Although we do not have morphological support, our phylogenetic reconstruction (Fig. 59) does suggest the possibility that there could still be more than one species within Chiromantes haematocheir as defined here. If this is the case, it remains possible that C. serenei may still be recognised in the future as a valid cryptic or pseudocryptic species. A more detailed study with a larger series of samples (both morphological and molecular) across the known range of Chiromantes haematocheir will need to be undertaken before this problem can be resolved.

The record of “ Chiromantes haematocheir ” by Liu & He (2007: 162) from China is actually Parasesarma affine (De Haan, 1837) (cf. Rahayu & Ng, 2010).
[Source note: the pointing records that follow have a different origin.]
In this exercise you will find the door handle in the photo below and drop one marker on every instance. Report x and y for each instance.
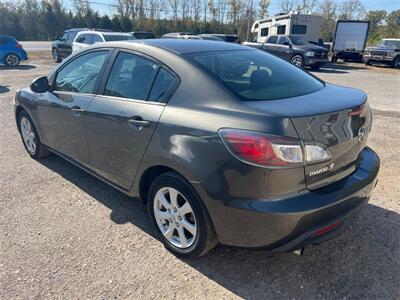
(76, 111)
(138, 123)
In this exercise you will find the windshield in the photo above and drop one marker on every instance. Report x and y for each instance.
(117, 37)
(391, 44)
(255, 75)
(298, 40)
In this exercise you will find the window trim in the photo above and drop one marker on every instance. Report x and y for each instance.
(107, 73)
(68, 61)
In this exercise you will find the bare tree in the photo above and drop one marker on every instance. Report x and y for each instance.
(174, 4)
(308, 6)
(352, 10)
(327, 10)
(263, 8)
(289, 5)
Biology. This species is found in supralittoral habitats, usually some distance from the sea, often adjacent to or near freshwater habitats. They may be found several kilometres inland if the area is flat and still subjected to some tidal influence. The larval development has been reported by Fukuda & Baba (1976) and Oh et al. (2007). Nematode parasites have been reported on by Yoshimura (1990).

Distribution. Widely distributed in East Asia, from Korea to mainland Japan, Taiwan, and mainland China, including Hong Kong.